Technical Implementations
- RG20: An lean functional and portable query language was developed with OQL, which manages with only three retrieval functions getRelation, getSubject and getObject, as well as only three update functions insert, delete and update. The implementation of all knowledge repository operations discussed in this work, including the possibility of forming transitive closures and providing inferencing functions, is based on this.
- RG21: In order to increase the speed of processing conjunctive queries, which play a major role in inferencing in particular, a memory storage system was implemented in addition to the triple store implementation with the O4Store system, which uses a separate table for each property. More complex queries can be accelerated by a factor of 60 compared to normal processing. In addition, the main memory requirement during processing is significantly lower.
- RG22: The complete history of the development of an ontology is obtained by inserting, deleting and changing individual triples. A transactional logic is defined for this in the Ontology Evolution section. For each operation on an ontology, it can first be determined whether the prerequisites for the excution are met. Either the operation is then not carried out at all, or if an error occurs during processing, the knowledge repository is reset to the state before the operation was carried out. Performing an operation can also automatically force subsequent operations to be performed. Overall, the follow-up operations belonging to an operation run in a transaction bracket, so that all follow-up operations can also be reversed if necessary. Among other things, the discovery of cycles in transitive relations or the detection of syntactic errors in triples can largely prevent the knowledge repository from being transferred into an inconsistent state.

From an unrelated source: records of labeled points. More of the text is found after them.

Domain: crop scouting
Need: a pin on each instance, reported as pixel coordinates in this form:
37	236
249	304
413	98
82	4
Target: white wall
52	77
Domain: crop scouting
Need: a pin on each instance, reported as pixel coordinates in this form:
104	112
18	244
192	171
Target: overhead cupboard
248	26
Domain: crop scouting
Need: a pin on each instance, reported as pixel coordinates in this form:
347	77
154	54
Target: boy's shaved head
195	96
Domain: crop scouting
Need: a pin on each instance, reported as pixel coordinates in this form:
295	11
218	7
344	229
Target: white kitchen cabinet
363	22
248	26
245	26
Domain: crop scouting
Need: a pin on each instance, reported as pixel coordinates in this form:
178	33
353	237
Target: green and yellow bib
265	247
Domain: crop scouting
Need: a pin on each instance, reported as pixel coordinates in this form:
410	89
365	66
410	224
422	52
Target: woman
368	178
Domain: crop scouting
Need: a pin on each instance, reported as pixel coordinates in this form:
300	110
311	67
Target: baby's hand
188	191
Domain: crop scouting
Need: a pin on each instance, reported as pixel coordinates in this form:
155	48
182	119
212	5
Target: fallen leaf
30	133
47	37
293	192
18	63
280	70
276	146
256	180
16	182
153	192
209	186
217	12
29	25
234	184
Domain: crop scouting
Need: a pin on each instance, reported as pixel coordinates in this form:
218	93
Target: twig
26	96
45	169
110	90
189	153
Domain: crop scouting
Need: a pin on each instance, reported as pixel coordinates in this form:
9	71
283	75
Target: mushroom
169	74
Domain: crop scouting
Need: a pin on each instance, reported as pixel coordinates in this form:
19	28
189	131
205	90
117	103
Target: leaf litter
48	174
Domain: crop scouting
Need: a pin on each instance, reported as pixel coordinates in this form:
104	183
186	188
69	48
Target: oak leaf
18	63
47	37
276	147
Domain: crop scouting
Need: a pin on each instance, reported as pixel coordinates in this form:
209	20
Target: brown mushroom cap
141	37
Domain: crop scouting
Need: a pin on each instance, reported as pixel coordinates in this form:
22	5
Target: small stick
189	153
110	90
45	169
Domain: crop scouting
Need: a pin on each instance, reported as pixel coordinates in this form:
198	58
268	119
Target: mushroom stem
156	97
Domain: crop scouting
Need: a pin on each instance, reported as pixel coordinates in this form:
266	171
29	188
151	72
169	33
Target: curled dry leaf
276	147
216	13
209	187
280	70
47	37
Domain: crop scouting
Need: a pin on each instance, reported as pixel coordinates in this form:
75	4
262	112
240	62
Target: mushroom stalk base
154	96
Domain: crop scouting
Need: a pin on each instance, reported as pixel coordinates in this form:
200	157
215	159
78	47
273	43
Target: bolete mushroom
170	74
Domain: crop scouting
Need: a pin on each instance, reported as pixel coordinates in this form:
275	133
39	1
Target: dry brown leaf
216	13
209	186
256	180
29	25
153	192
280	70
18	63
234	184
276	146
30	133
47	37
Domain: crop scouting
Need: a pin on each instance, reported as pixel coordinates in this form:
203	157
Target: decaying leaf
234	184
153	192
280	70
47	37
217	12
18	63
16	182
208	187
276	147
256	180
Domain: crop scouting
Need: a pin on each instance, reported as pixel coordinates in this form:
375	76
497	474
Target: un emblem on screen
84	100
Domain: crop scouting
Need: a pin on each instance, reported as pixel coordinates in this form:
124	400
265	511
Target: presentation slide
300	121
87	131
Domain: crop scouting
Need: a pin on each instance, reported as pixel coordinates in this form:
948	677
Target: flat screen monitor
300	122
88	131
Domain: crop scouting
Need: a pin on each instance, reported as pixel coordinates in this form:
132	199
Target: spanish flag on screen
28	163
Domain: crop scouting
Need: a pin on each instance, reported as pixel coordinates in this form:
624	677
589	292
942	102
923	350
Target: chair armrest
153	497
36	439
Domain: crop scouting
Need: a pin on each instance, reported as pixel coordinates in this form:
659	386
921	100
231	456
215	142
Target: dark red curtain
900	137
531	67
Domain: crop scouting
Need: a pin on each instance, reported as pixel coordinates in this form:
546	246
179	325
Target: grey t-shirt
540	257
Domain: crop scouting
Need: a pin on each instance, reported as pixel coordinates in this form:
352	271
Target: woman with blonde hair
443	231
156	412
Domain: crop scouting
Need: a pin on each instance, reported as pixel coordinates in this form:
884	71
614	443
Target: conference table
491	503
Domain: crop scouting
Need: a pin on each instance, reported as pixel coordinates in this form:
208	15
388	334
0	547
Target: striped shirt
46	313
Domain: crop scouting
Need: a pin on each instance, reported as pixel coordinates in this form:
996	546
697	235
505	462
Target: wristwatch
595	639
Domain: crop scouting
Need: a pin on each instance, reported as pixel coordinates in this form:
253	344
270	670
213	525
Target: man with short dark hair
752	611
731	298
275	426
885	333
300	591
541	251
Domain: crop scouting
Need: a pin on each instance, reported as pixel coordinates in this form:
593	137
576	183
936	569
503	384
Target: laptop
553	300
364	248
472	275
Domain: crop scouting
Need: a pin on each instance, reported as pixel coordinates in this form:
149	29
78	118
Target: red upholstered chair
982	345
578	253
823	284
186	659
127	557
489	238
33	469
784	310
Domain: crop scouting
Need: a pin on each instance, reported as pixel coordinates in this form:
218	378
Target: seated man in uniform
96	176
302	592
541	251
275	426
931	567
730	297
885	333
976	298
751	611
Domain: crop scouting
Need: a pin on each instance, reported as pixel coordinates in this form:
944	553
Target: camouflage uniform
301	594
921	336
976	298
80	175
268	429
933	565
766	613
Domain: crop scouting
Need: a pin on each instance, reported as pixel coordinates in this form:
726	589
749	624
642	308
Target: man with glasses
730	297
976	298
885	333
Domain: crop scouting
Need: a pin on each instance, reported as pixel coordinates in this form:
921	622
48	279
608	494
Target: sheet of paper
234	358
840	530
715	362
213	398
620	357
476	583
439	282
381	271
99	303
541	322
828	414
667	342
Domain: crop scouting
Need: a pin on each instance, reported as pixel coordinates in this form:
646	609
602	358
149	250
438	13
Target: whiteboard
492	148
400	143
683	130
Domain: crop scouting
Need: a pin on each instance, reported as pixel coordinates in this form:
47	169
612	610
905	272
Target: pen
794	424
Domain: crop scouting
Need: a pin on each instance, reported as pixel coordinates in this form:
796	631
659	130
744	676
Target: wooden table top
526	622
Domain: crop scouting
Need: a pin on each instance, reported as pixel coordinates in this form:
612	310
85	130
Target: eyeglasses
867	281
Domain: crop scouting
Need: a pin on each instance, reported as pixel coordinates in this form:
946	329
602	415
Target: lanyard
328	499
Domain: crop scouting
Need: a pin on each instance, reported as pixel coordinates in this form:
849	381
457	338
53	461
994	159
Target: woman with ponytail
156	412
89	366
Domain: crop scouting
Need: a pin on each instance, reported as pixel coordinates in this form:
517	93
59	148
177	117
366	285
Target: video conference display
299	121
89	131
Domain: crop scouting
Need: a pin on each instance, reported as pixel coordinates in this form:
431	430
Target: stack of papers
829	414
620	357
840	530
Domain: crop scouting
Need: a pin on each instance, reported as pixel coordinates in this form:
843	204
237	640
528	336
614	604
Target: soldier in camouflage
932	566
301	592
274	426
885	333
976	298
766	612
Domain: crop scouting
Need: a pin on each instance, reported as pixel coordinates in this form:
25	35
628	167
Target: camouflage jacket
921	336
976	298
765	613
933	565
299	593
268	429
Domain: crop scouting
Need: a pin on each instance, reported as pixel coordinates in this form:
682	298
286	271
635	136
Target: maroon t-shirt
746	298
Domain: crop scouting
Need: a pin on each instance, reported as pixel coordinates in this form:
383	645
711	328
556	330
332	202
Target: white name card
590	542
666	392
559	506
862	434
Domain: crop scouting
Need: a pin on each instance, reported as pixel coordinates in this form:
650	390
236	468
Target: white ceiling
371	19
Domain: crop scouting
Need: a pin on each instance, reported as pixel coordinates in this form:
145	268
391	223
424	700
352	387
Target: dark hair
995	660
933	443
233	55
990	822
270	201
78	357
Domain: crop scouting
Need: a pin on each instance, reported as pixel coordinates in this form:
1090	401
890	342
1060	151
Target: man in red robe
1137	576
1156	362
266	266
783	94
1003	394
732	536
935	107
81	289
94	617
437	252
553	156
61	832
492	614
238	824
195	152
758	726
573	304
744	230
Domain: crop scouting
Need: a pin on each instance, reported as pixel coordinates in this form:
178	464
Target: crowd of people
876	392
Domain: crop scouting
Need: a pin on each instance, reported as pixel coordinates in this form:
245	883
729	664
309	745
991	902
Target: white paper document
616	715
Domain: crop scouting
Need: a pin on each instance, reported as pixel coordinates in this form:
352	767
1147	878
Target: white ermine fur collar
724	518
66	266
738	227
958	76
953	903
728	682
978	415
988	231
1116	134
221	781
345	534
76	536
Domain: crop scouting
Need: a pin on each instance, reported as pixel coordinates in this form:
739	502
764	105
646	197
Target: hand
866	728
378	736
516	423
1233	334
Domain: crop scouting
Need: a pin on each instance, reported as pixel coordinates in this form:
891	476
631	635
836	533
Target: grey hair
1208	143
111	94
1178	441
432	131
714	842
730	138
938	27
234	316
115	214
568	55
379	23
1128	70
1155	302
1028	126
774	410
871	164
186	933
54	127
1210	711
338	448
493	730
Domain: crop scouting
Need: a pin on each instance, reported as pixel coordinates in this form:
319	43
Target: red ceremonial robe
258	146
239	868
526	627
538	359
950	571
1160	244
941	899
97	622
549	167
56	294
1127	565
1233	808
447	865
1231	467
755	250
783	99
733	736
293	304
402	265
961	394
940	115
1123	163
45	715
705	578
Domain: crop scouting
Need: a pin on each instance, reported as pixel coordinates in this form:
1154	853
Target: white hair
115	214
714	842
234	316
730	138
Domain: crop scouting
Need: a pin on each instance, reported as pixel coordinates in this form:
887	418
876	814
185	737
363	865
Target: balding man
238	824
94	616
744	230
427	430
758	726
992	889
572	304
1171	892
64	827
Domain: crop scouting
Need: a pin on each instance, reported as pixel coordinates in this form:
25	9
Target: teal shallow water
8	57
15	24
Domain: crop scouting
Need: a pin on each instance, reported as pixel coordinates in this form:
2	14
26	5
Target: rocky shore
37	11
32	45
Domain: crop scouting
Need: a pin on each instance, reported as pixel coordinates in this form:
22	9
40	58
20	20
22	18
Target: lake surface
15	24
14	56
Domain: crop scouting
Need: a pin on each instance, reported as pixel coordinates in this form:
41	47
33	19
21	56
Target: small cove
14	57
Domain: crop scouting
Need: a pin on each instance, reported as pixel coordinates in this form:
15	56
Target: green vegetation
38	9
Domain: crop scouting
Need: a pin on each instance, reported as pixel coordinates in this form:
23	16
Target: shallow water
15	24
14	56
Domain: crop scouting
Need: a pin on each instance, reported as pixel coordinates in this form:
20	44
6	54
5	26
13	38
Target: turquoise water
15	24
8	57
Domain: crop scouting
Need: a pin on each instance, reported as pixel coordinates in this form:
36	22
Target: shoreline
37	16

- RG23: The basic functions for reasoning are already covered by the query language Ontology Query Language (OQL). This can then cover more complex reasing tasks such as Checking the integrity of the Knowledge Graph, detecting cycles in transitive object properties, as well as other tasks familiar from DL reasoners such as the Object Property Subsumption, the Retrieval Problem and the review of Property Fillers. Other reasoning functions covered by our technology are the determination of Inverse Object Properties and the high-performance processing of conjunctive queries (CQA). With these functions, a large part of the required reasoning functions is already covered, with the advantage that our reasoners do not have to run as a separate, autonomous process, but can be seamlessly integrated into the applications that work on the ontologies via the OQL query language.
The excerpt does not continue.